# CS 2 erkennt keine unterschiedlichen Druckstufen des Grafiktabletts



## sirStokes (27. November 2005)

Hallo...
Das Thema gabs so ähnlich schonmal. Ich beschreibs aber nochmal weil ich bisher noch keine Lösung für mich finden konnte.

Ich habe von einem Freund ein Wacom Intuos 3 A5 geliehen. Das ist an und für sich ein super Ding, aber ich bekomme es einfach nicht hin, dass der Zeichenstift bei unterschiedlichem Druck oder unterschiedlicher Neigung anders zeichnet.
Die Striche die ich zeichne sehen immer gleich aus.

Wenn ich auf das PinselWerkzeug gehe und dann rechts oben auf "Pinsel Aus/Einblenden" klicke dann kann ich doch da alles nötige einstellen oder?
Das ändert, jedenfalls bei mir, alles nichts...

Ich habe den Treiber zum Grafiktablett installiert und kann da auch alles einstellen. In den Eigenschaften zu dem Wacom Treiber wird die Druckstärke des Stifes auf jeden Fall erkannt und angezeigt.

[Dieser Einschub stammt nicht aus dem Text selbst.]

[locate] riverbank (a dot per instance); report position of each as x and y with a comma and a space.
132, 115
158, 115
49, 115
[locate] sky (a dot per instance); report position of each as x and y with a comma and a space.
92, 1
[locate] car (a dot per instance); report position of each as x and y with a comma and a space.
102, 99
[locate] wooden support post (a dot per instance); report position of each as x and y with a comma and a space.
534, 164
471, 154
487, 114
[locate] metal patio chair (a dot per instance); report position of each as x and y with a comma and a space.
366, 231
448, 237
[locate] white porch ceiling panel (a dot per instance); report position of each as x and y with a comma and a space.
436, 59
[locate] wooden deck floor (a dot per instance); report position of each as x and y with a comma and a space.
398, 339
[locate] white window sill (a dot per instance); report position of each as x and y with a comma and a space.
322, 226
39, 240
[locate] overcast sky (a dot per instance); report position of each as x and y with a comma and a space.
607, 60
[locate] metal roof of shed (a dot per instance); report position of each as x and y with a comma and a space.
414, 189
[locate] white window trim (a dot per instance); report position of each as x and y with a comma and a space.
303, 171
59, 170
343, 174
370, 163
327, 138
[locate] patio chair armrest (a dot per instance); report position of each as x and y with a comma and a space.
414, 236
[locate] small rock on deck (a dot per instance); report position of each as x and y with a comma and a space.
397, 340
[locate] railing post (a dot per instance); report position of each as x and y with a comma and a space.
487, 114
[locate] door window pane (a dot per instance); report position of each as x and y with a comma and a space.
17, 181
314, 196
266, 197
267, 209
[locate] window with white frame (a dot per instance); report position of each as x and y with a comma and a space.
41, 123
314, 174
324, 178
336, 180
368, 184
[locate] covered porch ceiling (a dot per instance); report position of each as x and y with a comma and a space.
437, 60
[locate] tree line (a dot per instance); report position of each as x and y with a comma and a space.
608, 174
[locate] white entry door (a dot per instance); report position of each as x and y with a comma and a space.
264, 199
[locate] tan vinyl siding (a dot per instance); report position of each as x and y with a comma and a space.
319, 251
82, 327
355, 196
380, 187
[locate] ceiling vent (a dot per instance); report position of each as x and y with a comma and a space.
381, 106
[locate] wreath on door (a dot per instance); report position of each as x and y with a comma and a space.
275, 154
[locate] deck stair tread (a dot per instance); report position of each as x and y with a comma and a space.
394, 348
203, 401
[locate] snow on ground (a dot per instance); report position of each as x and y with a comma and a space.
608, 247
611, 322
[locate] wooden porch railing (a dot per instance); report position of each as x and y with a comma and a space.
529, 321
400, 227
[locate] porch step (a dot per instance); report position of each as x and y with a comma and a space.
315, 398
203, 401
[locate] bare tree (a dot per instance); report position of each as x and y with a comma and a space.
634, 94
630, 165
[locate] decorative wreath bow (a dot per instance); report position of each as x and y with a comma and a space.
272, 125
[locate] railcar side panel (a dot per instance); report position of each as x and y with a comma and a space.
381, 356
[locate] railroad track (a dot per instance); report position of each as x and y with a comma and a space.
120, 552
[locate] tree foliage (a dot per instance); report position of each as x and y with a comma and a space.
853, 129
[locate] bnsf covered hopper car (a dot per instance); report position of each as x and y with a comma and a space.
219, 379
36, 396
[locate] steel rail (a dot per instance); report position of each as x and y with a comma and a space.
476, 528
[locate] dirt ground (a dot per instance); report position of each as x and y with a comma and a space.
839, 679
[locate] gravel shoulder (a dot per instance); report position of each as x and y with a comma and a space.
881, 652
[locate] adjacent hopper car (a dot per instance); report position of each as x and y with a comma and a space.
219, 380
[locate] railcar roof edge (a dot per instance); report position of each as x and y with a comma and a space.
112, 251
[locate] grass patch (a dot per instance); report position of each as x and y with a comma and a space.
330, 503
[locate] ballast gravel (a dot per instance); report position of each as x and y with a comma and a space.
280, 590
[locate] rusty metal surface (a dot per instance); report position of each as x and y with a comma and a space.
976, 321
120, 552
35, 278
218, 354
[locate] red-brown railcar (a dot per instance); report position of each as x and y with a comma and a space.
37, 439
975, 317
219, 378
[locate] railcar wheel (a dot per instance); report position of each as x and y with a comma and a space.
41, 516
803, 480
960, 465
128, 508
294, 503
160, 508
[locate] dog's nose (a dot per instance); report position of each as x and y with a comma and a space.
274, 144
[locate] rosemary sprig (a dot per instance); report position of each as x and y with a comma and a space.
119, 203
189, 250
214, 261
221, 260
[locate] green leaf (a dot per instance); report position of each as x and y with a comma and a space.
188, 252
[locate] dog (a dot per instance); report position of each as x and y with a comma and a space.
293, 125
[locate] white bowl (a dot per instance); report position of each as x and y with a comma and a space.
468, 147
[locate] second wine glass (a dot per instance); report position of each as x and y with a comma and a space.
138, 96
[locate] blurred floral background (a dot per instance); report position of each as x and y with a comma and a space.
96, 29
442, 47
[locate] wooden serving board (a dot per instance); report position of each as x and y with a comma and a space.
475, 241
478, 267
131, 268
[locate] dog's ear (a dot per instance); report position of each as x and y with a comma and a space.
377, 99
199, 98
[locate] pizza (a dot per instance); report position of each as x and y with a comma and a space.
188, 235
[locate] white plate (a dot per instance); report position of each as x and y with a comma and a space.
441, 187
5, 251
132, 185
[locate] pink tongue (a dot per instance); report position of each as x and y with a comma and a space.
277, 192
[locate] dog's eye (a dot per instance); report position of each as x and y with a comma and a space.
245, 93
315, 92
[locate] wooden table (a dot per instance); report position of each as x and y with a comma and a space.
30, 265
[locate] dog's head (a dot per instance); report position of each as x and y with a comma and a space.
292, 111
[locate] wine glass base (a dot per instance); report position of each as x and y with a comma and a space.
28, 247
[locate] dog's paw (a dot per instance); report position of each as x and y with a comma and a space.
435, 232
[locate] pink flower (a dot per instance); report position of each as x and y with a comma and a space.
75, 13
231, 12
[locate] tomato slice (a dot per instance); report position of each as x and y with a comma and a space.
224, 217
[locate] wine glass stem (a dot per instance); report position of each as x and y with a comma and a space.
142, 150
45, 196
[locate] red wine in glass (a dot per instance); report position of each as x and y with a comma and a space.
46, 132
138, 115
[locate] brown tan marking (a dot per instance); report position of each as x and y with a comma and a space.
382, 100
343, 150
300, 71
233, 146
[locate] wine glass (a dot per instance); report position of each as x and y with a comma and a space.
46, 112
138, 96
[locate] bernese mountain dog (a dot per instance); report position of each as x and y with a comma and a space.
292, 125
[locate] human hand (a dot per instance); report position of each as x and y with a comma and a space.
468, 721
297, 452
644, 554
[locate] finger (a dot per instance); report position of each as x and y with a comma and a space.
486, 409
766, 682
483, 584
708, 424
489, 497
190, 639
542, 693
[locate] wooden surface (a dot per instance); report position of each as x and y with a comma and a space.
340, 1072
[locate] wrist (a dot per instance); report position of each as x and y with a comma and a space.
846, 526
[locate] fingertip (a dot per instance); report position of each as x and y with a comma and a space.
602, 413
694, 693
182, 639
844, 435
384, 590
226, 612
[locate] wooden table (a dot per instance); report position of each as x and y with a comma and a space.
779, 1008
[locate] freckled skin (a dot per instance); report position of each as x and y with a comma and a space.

In Photoshop macht das jedoch alles keinen unterschied. Es wird nur unterschieden zwischen "malen" oder "nicht malen". Wie also bei einer Maus.

Das ganze wird auch nicht in Photoshop 7 erkannt.
Treiber vom Tablett sind definitiv aktuell.


----------



## extracuriosity (27. November 2005)

Hast du in den Pinseleinstellungen unter Formeigenschaften den Größen-Jitter mit der Einstellung "Zeichenstift - Druck" versehen?


----------



## sirStokes (27. November 2005)

hatte ich alles.....
aber ich hab ps neu installiert und dann neugestartet, dann das tablett wieder angeschlossen und schwupps hats geklappt. Ich hab keine ahnung warum.
Hauptsache es passt jetzt.

Und macht jetzt großen Spaß


----------



## da_Dj (27. November 2005)

Bereite dich seelisch darauf vor, dass es passieren *kann* das die Erkennung von Zeit zu Zeit wieder nicht so geht wie sie soll. In dem Fall sollte dann meist ein PS-Neustart ausreichen, hab' das Problem zwar selten, aber wenn es auftritt ist es schon nervig und hab' bis auf den Neustart leider noch keine Lösung gefunden :|


----------



## sirStokes (28. November 2005)

nun gut..bisher läufts. Und ein Neustart liegt so grade noch im Rahmen des akzeptablen.

Hab jetzt auch endlich mal angefangen damit kreativ zu werden.
Macht schon Spass


----------